The season ends with a cliffhanger. When Data’s head is found during an excavation on Earth, it’s clear he has been to the past. The cliffhanger finds the crew hanging out with the likes of Mark Twain. But there is an alien threat to this past Earth that raises the stakes.
The episode is presented in its original full-frame aspect ratio. The 1080p image is arrived at with an AVC MPEG-4 codec at an average 25 mbps. The image is sharper than it has ever looked for this series. Colors have a rich texture that I found quite impressive, particularly the deep reds and blacks of the new uniforms. This episode takes advantage of the image’s texture. The Romulan culture has a texture of its own, and it shines here. Because the episode stands alone, the bit rate is high and quality is superb.
The DTS-HD Master Audio 7.1 is not near as ambitious or impressive. Surrounds attempt to remain true to the original production, so nothing here is aggressive. The theme certainly has more punch, as does the dialog. The big winner here is the sub, which tends to add depth to the overall effect. The original sound is still available for purists.

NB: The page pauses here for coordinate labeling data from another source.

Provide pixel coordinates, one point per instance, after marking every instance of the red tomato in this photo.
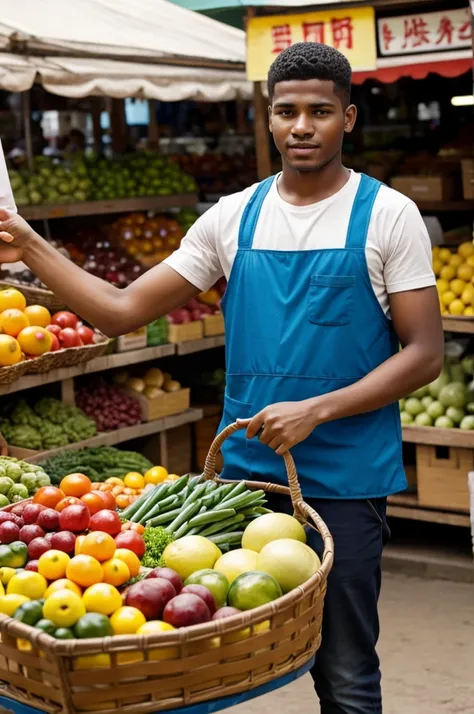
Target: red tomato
(132, 541)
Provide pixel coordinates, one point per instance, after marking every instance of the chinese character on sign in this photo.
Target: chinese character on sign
(281, 36)
(417, 30)
(342, 32)
(387, 36)
(313, 32)
(445, 31)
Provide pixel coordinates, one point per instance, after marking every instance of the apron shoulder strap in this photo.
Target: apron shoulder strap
(361, 212)
(251, 213)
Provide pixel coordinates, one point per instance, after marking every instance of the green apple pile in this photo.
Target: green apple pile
(446, 403)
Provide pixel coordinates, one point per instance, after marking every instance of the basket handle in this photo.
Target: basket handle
(210, 464)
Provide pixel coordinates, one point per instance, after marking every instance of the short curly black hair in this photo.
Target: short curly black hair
(311, 60)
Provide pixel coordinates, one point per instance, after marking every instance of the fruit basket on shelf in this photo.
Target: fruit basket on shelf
(179, 668)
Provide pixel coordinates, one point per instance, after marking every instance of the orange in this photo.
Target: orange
(84, 570)
(102, 598)
(63, 584)
(99, 545)
(134, 480)
(38, 315)
(76, 485)
(127, 620)
(13, 321)
(48, 496)
(52, 564)
(12, 299)
(130, 559)
(93, 502)
(35, 340)
(10, 351)
(116, 572)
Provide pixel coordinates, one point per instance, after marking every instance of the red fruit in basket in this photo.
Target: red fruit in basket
(86, 334)
(65, 319)
(48, 520)
(30, 532)
(31, 513)
(37, 547)
(130, 540)
(9, 532)
(167, 574)
(150, 597)
(75, 518)
(64, 540)
(69, 338)
(106, 521)
(204, 593)
(185, 610)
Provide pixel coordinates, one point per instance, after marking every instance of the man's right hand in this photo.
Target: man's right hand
(15, 234)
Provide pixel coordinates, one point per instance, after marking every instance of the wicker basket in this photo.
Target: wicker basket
(35, 296)
(151, 673)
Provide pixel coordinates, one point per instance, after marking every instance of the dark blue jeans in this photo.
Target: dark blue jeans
(346, 674)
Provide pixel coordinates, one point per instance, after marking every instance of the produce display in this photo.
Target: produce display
(73, 567)
(107, 405)
(19, 480)
(446, 403)
(98, 179)
(45, 424)
(455, 279)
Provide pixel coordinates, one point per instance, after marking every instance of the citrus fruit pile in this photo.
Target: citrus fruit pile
(455, 279)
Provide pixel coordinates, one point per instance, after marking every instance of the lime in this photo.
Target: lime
(253, 589)
(93, 625)
(214, 581)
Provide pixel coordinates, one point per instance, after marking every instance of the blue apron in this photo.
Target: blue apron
(301, 324)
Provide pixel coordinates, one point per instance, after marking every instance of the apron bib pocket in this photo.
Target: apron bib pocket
(330, 299)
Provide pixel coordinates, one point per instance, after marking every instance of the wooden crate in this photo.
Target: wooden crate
(213, 325)
(442, 473)
(187, 332)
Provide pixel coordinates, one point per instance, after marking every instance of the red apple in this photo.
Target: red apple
(30, 532)
(69, 338)
(64, 540)
(9, 532)
(48, 519)
(204, 593)
(167, 574)
(75, 518)
(37, 547)
(31, 513)
(65, 319)
(150, 597)
(185, 610)
(86, 334)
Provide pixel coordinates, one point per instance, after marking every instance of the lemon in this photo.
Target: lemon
(456, 307)
(447, 298)
(444, 255)
(447, 272)
(457, 286)
(466, 249)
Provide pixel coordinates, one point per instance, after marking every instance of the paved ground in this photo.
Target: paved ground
(426, 648)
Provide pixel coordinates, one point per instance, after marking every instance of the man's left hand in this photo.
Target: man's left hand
(283, 425)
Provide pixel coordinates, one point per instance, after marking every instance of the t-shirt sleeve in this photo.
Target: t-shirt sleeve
(197, 259)
(408, 262)
(6, 194)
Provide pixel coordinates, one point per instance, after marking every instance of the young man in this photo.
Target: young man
(328, 272)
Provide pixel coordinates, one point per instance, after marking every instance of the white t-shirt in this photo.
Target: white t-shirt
(398, 247)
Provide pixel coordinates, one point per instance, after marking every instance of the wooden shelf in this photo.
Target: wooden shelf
(119, 205)
(121, 359)
(207, 343)
(463, 325)
(431, 436)
(128, 433)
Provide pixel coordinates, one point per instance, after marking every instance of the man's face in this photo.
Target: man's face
(308, 121)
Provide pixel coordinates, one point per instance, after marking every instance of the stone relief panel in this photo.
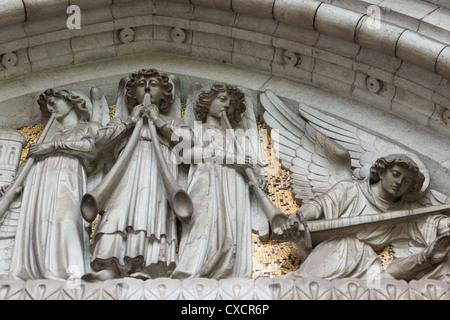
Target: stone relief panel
(259, 208)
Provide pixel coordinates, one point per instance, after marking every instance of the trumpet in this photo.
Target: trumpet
(9, 196)
(93, 202)
(275, 216)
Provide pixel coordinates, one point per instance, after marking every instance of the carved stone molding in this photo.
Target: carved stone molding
(229, 289)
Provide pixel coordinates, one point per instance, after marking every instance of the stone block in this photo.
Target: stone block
(291, 72)
(88, 4)
(142, 33)
(337, 22)
(214, 15)
(331, 84)
(93, 29)
(259, 8)
(126, 8)
(300, 13)
(382, 75)
(255, 23)
(131, 48)
(412, 107)
(99, 40)
(12, 33)
(419, 75)
(172, 9)
(412, 8)
(436, 25)
(333, 58)
(384, 90)
(43, 9)
(209, 40)
(383, 39)
(378, 60)
(443, 63)
(251, 62)
(171, 22)
(292, 46)
(341, 47)
(418, 49)
(296, 34)
(335, 71)
(253, 49)
(13, 12)
(52, 23)
(253, 36)
(218, 4)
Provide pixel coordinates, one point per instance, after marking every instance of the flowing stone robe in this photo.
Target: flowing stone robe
(50, 240)
(216, 242)
(138, 227)
(355, 256)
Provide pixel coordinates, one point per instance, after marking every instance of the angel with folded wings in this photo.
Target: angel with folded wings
(50, 240)
(341, 173)
(224, 181)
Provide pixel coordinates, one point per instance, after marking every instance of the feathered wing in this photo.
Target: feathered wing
(321, 150)
(364, 148)
(316, 162)
(100, 108)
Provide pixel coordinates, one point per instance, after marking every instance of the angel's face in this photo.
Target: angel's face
(149, 85)
(219, 104)
(59, 107)
(396, 181)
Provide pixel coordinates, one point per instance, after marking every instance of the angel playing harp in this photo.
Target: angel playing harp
(359, 193)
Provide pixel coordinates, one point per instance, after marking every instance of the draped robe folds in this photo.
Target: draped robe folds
(216, 242)
(138, 227)
(355, 256)
(50, 239)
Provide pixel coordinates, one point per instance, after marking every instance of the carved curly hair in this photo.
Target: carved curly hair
(205, 98)
(78, 103)
(383, 163)
(163, 79)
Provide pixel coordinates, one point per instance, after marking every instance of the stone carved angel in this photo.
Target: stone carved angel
(320, 152)
(136, 234)
(216, 241)
(50, 239)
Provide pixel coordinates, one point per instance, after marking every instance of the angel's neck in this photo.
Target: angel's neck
(212, 121)
(382, 195)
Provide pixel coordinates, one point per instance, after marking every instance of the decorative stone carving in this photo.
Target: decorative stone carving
(178, 35)
(132, 198)
(373, 85)
(9, 60)
(126, 35)
(290, 58)
(323, 179)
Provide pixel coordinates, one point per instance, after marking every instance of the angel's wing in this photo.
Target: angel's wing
(364, 148)
(320, 150)
(316, 162)
(100, 108)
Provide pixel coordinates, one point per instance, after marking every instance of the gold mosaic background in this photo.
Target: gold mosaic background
(270, 258)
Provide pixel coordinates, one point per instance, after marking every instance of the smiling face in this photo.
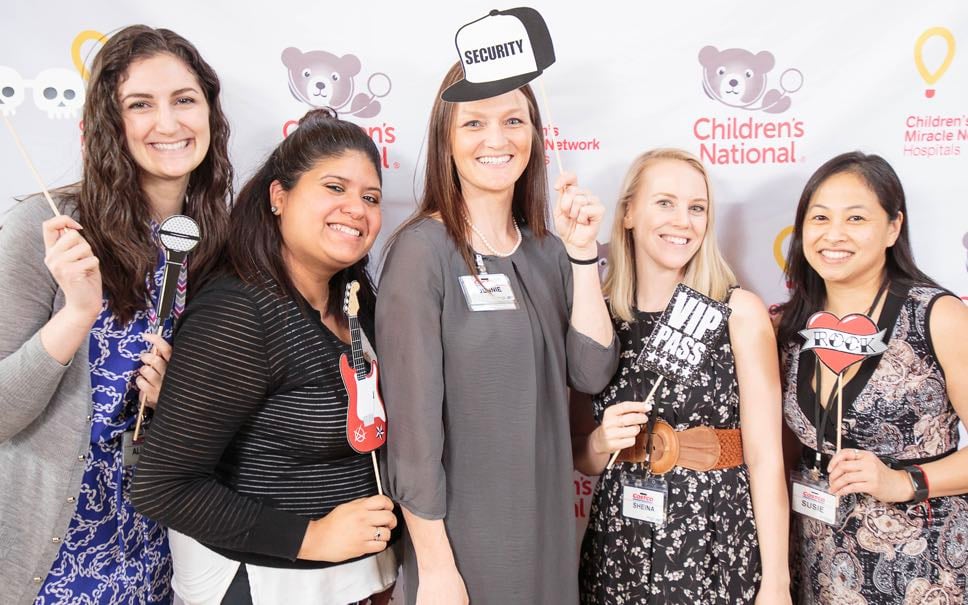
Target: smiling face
(846, 231)
(491, 143)
(331, 217)
(668, 215)
(166, 118)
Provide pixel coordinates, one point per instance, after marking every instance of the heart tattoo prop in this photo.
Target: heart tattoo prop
(840, 343)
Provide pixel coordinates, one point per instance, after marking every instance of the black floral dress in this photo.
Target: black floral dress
(706, 552)
(884, 553)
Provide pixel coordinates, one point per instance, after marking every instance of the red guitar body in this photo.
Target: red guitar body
(366, 423)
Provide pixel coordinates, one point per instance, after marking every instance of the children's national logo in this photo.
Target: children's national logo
(743, 84)
(738, 78)
(321, 79)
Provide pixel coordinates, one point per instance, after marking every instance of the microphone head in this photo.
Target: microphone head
(179, 233)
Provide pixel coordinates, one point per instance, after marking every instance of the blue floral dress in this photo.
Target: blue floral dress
(112, 554)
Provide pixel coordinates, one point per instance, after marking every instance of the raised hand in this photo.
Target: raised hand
(152, 373)
(620, 424)
(578, 217)
(74, 267)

All of the “Mission Archives” from the DVD remain, including a wonderful 30 minute tribute to Gene himself.
The final disc contains a two-part new feature in high definition:
Requiem – A Remembrance Of Star Trek: The Next Generation: This one is in two parts.
The Needs Of The Many: (29:58) This one focuses on the writers.
The Needs Of The Few: (28:58) This one has two parts. The first half is another tribute to Gene. The second half looks at recurring characters and milestone episodes.
Again CBS has done just a remarkable job on these releases. From top to bottom this is something every Star Trek fan needs on their shelf. Of course, we’re all eager to see if the quality continues on the next subbed out collection coming soon. I wouldn’t be surprised if the studio doesn’t eventually take a pass at the second season which is more and more standing out as the one low point in the release of these episodes in high definition. This was indeed the year we lost Gene. These new high-definition releases assure that his dream is still alive. “That commitment meant more to him than his own life.”